I'd like to write a function that automates the foreach
/ %dopar%
syntax within a function. Specifically, I'd like to generate a list NREP
evaluations of EXPR
. On my four core machine, the following call
library(doMC)
library(foreach)
parReplicate <- function(NREP, EXPR, ncores=NULL, ...){
if (is.null(ncores)) {
doMC::registerDoMC()
} else {
doMC::registerDoMC(ncores)
}
foreach(ii=1:NREP,...) %dopar% {
eval(substitute(EXPR))
}
}
parReplicate(10, rnorm(1))
returns the same four values recycled to length 10. On the other hand,
foreach(ii=1:10) %dopar% {
eval(substitute(rnorm(1)))
}
returns 10 distinct values as expected. Why is this happening and how can I fix it?
I think getting values 'recycled' according to the number of cores is caused by the default mclapply setting preschedule = TRUE
and set.seed = FALSE
, which are used by parallel/foreach/doMC/%dopar% (discussed in the last section of the docs).
You can fix it by changing the default mclapply settings:
#install.packages("doMC")
library(doMC)
#> Loading required package: foreach
#> Loading required package: iterators
#> Loading required package: parallel
library(foreach)
mcoptions <- list(preschedule=FALSE, set.seed=TRUE)
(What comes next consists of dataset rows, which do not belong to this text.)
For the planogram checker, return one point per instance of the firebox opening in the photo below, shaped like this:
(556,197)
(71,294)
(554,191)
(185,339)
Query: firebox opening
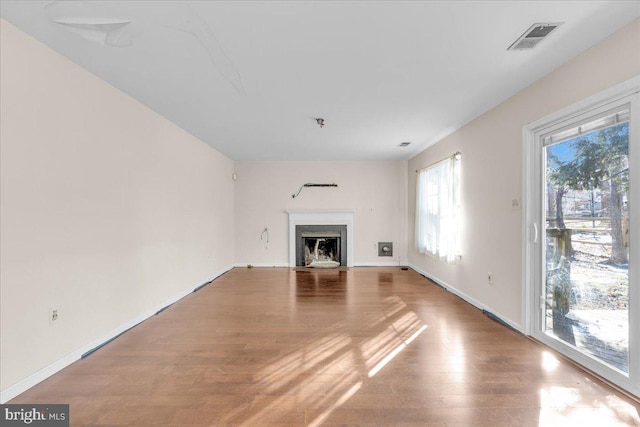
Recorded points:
(321,246)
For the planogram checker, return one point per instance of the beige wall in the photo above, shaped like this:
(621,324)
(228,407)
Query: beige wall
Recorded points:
(108,210)
(492,172)
(375,190)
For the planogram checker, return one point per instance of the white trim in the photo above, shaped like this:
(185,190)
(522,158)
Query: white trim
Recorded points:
(380,264)
(321,217)
(44,373)
(260,264)
(467,298)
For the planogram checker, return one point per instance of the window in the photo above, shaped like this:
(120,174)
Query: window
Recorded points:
(438,209)
(580,240)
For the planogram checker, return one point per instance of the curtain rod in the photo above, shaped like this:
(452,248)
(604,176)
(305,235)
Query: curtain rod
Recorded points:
(457,153)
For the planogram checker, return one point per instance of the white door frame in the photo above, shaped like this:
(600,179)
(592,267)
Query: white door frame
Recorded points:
(533,226)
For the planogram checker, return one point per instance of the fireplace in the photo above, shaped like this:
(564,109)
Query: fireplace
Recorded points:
(321,237)
(321,246)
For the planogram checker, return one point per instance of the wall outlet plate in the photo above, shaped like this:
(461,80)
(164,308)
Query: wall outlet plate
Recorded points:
(53,316)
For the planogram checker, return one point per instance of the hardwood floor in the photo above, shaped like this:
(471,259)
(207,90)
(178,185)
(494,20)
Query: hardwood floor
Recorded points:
(364,347)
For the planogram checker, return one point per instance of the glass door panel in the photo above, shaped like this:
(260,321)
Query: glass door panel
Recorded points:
(586,245)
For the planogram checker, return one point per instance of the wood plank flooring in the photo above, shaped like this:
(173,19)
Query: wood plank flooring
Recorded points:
(364,347)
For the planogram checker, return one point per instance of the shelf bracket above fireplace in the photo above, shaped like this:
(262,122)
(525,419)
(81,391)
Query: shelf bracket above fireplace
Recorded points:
(293,196)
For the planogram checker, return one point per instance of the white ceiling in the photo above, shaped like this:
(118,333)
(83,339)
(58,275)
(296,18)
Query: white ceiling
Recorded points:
(250,77)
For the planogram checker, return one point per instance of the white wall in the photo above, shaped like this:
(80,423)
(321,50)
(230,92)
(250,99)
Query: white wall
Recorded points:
(108,210)
(491,149)
(375,190)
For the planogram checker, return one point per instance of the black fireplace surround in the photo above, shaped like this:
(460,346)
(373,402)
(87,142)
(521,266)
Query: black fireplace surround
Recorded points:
(333,240)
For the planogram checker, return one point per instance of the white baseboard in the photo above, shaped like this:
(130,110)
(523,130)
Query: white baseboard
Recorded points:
(260,264)
(469,299)
(356,264)
(380,264)
(44,373)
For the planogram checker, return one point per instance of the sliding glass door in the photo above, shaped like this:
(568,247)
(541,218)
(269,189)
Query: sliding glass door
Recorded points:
(582,250)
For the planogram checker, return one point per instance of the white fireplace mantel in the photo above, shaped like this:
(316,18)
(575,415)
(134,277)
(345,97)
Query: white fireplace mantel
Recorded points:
(320,217)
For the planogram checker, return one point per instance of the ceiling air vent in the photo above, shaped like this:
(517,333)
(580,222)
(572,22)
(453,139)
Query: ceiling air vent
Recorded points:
(534,35)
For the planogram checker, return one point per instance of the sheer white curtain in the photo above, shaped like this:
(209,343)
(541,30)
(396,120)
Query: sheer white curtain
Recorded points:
(438,209)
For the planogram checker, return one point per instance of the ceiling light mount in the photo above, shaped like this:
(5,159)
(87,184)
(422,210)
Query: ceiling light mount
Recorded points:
(534,35)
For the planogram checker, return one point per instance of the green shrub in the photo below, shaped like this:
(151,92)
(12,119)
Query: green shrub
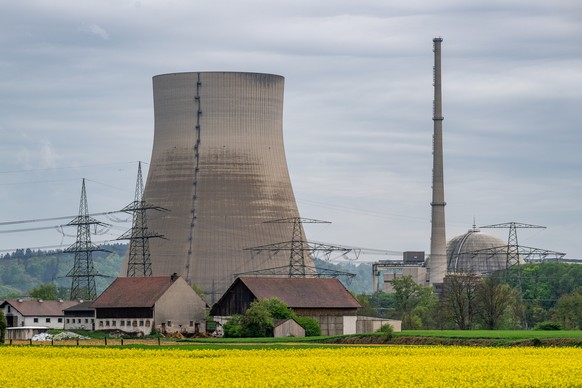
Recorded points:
(387,330)
(548,325)
(233,327)
(310,325)
(3,325)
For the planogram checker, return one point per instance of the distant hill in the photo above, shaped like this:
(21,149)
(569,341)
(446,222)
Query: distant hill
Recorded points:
(26,269)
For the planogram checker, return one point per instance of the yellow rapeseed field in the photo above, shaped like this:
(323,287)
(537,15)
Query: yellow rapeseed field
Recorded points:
(63,366)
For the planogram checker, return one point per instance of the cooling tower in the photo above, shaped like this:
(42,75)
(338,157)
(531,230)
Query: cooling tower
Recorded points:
(438,258)
(218,165)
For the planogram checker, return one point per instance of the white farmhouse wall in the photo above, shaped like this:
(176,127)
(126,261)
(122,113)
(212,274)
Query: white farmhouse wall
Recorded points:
(350,324)
(180,309)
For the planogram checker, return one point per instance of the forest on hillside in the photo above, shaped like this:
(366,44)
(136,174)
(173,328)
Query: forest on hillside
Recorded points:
(26,269)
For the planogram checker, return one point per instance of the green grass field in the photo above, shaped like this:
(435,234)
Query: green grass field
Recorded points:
(496,334)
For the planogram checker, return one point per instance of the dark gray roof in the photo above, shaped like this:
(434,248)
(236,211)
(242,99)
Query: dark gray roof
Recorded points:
(133,292)
(38,308)
(302,292)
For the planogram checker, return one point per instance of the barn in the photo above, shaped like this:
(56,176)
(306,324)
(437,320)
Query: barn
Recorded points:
(139,304)
(326,300)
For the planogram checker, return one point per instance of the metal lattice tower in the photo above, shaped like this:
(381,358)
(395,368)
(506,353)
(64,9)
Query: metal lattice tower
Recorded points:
(139,260)
(298,249)
(513,251)
(83,272)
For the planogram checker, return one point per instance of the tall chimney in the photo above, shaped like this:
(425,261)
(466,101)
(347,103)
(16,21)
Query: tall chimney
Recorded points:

parReplicate <- function(NREP, EXPR, ncores=NULL, ...){
if (is.null(ncores)) {
doMC::registerDoMC()
} else {
doMC::registerDoMC(ncores)
}
foreach(ii=1:NREP,...) %dopar% {
eval(substitute(EXPR))
}
}
parReplicate(10, rnorm(1), .options.multicore = mcoptions)
#> [[1]]
#> [1] -0.7706123
#>
#> [[2]]
#> [1] -0.5468218
#>
#> [[3]]
#> [1] 0.05862097
#>
#> [[4]]
#> [1] -1.006217
#>
#> [[5]]
#> [1] 1.137702
#>
#> [[6]]
#> [1] 1.17726
#>
#> [[7]]
#> [1] 0.05892002
#>
#> [[8]]
#> [1] -0.3721021
#>
#> [[9]]
#> [1] -0.8732641
#>
#> [[10]]
#> [1] -0.3528947
Created on 2024-09-11 with reprex v2.1.0
Or by specifying 'ncores = 10' to get 10 unique values, e.g.
#install.packages("doMC")
library(doMC)
#> Loading required package: foreach
#> Loading required package: iterators
#> Loading required package: parallel
library(foreach)
parReplicate <- function(NREP, EXPR, ncores=NULL, ...){
if (is.null(ncores)) {
doMC::registerDoMC()
} else {
doMC::registerDoMC(ncores)
}
foreach(ii=1:NREP,...) %dopar% {
eval(substitute(EXPR))
}
}
parReplicate(10, rnorm(1), ncores = 10)
#> [[1]]
#> [1] 0.5351092
#>
#> [[2]]
#> [1] 1.005979
#>
#> [[3]]
#> [1] 1.323487
#>
#> [[4]]
#> [1] 0.6233244
#>
#> [[5]]
#> [1] 0.4297823
#>
#> [[6]]
#> [1] -0.5288708
#>
#> [[7]]
#> [1] -0.7294616
#>
#> [[8]]
#> [1] -0.323428
#>
#> [[9]]
#> [1] 1.498394
#>
#> [[10]]
#> [1] -0.02763688
Created on 2024-09-11 with reprex v2.1.0
Or by running it sequentially (with %do%
), e.g.
#install.packages("doMC")
library(doMC)
#> Loading required package: foreach
#> Loading required package: iterators
#> Loading required package: parallel
library(foreach)
parReplicate_2 <- function(NREP, EXPR, ncores=NULL, ...){
if (is.null(ncores)) {
doMC::registerDoMC()
} else {
doMC::registerDoMC(ncores)
}
foreach(ii=1:NREP,...) %do% {
eval(substitute(EXPR))
}
}
parReplicate_2(10, rnorm(1))
#> [[1]]
#> [1] -1.459348
#>
#> [[2]]
#> [1] -1.034365
#>
#> [[3]]
#> [1] -0.8022466
#>
#> [[4]]
#> [1] -1.150572
#>
#> [[5]]
#> [1] -0.4519494
#>
#> [[6]]
#> [1] 0.914055
#>
#> [[7]]
#> [1] 1.087463
#>
#> [[8]]
#> [1] 1.748693
#>
#> [[9]]
#> [1] 0.07885326
#>
#> [[10]]
#> [1] 1.164207
Created on 2024-09-11 with reprex v2.1.0
I think it would be worth benchmarking these 'fixes' with your actual data/function to see whether you're getting the speed-up you're looking for, or consider switching to a different package such as doRNG as @Roland suggests.